Some Homeowner's and other Property Insurance Companies have requested rate hikes in Florida using unauthorized computer models to project and predict huge Hurricane losses in the next few years. These requested rate hikes, based on unauthorized, unknown computer models have all been denied to date.
Other Homeowner's and Property Insurance Companies have complied with Florida law and have not found any problem doing so. They have reduced Premiums for the benefit of Florida Homeowners and other Property Insurance Policyholders because they have lowered their profit margins.
The most important law governing authorized vs. unauthorized computer models to predict future Hurricane losses is Florida Statute Section 627.0628. It has been around since 1995 and it was enacted partly in response to Hurricane Andrew. Here is a searchable link to the Florida Insurance Statutes and other Statutes provided by the Florida Legislature's web site.
In Section 627.0628, the Florida Commission on Hurricane Loss Projection Methodology was born. Here is a link to the web site of the Florida Commission on Hurricane Loss Projection Methodology.
Subsection (3)(c) of Section 627.0628 tells what kinds of catastrophe models can be used by insurers in their rate filings, or requests for premium increases, which are governed by Florida Statute Section 627.062, "Rate Standards". The law governing authorized vs. unauthorized models, Section 627.0628, says that Insurers making such a rate filing requesting authority to charge higher Premiums may use models "found by the commission to be accurate or reliable to determine hurricane loss factors for use in a rate filing".
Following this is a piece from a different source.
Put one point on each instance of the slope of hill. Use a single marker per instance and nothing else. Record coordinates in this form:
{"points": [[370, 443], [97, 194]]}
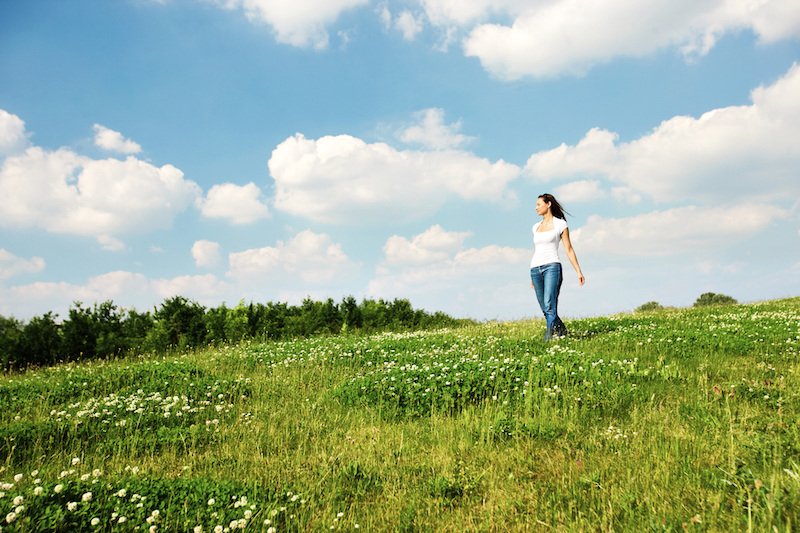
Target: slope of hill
{"points": [[674, 420]]}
Parenthetically, Florida is perhaps the only State that also provides "a public model for hurricane loss projections." By law, this public model is required to be accurate and reliable "pursuant to the same process and standards as the commission uses for the review of other hurricane loss projection models." Florida Statute Section 627.06281.
There does not appear to be any doubt about the meaning of the words in Section 627.0628 in any past year since the words were first written. If insurers want to make a rate filing or request a premium rate increase, then the kinds of models they use are models found by the commission to be accurate or reliable to determine hurricane loss factors for use in a rate filing.
EVEN IF authorized models are used in making the rate filing, the resulting "findings and factors are admissible and relevant in consideration of a rate filing" ONLY IF IN ADDITION the Florida Office of Insurance Regulation and the Florida Consumer Advocate are allowed to see all of the factors that went into the insurer's computer models (among other things) AND the insurer does not try to keep them secret. What happens if, as appears to be the case this year, an insurer makes a rate filing using a computer model which has NOT been found by the commission to be "accurate or reliable to determine hurricane loss factors" for use in the rate filing AND which the insurer tries to keep secret? The statute provides in what clearly seems to be express language that hurricane loss factors are NOT "admissible and relevant" WITHOUT providing the access AND DROPPING the secrecy.
Result of using unauthorized computer models WITHOUT providing the access AND WITHHOLDING secrets about the models? Rate Filing DENIED. That is the result that the Florida Statute clearly and reasonably seems to require. That is the apparent result also in every rate filing in which the insurer used such computer models to date. (This reality is, sadly, contrary to some opinions, some of which in turn are arguments for an absurd interpretation of the Florida Statute. Everybody has an opinion, and some opinions are expressed here in a newspaper report suggesting that since a few but by no means all Insurance Company representatives argued for such an interpretation of the Florida Statute, then maybe an absurd interpretation is the same thing as a reasonable interpretation. Not in the Florida Courts.)
There does not appear to be any "loophole" actually in the Florida law, not on the face of the Florida Statute nor in the practical interpretation provided by the agency applying it.